Antecedentes A percepção dos gatilhos alimentares ocorre em aproximadamente 25% dos indivíduos com migrânea. No entanto, diferenciar os desencadeantes alimentares da migrânea e os sintomas prodrômicos ainda é um desafio.

Objetivo Compreender a associação de características clínicas da migrânea com gatilhos alimentares, bem como identificar preditores destes gatilhos.

Métodos Pacientes com migrânea diagnosticados de acordo com os critérios da terceira edição da Classificação Internacional de Cefaleias (International Classification of Headache Disorders, third edition, ICHD-3, em inglês) foram avaliados quanto à presença ou ausência de gatilhos alimentares.

Resultados Foram investigados 502 pacientes com migrânea, que foram divididos em 2 grupos: aqueles com gatilhos alimentares (58,4%) e aqueles sem gatilhos alimentares (41,6%). Os principais desencadeantes alimentares foram álcool (44%), chocolate (42%), queijo (27,7%), excesso de carboidratos (27,7%), café (21,8%), embutidos (16%) e frutas cítricas (11,9%). Aura e uso excessivo de analgésicos foram mais frequentes entre pacientes com gatilhos alimentares (p = 0,022).

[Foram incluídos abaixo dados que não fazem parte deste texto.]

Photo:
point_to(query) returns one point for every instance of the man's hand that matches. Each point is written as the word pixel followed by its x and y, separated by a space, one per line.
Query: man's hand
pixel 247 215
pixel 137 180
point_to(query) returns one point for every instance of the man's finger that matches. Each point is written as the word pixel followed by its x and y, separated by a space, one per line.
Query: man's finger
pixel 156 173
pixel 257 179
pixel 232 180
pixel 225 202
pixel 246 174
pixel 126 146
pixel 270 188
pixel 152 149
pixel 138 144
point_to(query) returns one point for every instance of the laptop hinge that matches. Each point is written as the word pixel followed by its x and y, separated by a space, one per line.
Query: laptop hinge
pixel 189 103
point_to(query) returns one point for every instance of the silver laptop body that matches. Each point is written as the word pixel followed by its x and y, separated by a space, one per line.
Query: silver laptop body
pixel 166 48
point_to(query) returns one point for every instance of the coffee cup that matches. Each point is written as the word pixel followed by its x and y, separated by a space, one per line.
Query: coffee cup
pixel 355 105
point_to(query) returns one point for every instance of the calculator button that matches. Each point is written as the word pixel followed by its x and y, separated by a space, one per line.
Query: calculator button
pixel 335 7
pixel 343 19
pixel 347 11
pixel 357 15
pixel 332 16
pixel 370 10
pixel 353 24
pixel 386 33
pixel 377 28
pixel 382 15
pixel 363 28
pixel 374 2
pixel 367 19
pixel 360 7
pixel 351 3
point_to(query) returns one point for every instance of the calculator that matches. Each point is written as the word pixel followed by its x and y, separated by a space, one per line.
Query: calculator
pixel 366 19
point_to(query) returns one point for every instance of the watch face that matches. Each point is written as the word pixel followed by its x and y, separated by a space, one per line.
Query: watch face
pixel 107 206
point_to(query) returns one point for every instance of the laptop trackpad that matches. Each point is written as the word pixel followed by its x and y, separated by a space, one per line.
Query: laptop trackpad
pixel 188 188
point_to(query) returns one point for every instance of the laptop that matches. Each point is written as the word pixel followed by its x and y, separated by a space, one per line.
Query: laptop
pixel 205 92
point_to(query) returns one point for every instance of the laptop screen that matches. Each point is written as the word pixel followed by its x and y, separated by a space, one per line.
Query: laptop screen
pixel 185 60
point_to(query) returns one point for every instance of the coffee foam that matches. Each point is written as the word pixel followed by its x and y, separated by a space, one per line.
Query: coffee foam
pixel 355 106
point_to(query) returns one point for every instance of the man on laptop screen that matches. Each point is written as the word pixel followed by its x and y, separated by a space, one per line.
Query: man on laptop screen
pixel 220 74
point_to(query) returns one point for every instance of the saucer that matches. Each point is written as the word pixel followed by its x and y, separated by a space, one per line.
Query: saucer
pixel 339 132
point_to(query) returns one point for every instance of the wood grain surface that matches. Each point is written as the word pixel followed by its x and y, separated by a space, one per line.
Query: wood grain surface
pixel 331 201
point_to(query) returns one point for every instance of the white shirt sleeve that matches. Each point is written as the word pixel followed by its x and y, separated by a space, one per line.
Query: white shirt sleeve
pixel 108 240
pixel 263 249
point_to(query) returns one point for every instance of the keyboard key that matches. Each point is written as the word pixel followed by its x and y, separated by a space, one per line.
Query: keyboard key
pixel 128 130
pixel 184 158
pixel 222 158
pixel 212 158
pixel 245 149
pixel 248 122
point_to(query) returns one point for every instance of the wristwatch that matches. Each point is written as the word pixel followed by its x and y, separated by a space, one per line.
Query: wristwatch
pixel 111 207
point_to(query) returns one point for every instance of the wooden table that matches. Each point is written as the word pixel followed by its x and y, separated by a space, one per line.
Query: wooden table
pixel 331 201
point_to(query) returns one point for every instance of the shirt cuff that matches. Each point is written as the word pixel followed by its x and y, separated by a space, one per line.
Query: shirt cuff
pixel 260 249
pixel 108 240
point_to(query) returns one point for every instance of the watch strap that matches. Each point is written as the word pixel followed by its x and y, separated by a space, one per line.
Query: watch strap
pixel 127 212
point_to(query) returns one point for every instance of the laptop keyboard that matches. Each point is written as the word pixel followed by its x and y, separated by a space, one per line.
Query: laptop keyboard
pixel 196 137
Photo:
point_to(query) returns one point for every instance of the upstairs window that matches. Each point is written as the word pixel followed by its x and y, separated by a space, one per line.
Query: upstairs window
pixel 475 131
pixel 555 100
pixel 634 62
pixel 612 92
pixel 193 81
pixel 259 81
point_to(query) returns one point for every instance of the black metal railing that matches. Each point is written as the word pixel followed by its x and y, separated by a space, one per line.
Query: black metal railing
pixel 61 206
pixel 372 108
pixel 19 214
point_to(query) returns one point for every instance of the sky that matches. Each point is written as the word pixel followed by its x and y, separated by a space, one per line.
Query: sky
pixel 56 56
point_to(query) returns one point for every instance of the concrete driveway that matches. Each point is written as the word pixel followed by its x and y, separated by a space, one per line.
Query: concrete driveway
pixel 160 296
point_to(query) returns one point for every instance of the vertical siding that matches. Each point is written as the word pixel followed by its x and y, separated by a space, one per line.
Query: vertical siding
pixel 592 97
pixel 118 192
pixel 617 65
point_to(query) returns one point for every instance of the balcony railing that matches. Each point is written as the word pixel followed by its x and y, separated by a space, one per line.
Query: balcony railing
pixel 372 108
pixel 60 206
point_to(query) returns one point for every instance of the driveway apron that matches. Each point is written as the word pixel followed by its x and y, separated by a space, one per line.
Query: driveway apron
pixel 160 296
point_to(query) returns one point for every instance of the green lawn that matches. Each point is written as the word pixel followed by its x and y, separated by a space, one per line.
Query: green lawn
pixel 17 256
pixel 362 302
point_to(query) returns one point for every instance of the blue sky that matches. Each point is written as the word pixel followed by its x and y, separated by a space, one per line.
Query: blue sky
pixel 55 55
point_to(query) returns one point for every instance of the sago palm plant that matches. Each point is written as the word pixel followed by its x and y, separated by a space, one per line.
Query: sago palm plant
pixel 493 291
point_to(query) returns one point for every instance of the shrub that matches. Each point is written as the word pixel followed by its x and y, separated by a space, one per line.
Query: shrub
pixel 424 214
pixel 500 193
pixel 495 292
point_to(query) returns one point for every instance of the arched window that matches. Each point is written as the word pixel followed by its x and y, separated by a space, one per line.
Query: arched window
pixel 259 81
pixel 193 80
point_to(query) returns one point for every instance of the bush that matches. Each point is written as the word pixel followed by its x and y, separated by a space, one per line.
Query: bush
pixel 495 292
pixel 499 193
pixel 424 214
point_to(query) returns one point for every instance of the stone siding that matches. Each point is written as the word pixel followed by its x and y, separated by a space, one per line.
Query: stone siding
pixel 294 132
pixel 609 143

Fotofobia e osmofobia estiveram associadas à presença de gatilho alimentar (p < 0,001). Houve maior impacto da migrânea na presença de gatilhos alimentares (p = 0,002). Por meio de regressão logística binária, foram identificados preditores clínicos de gatilhos alimentares, como fotofobia e osmofobia.

Conclusão A presença de um gatilho alimentar foi significativamente associada à fotofobia e à osmofobia. A osmofobia poderia ser outro mecanismo pelo qual os pacientes percebem os alimentos como gatilhos para suas crises de migrânea.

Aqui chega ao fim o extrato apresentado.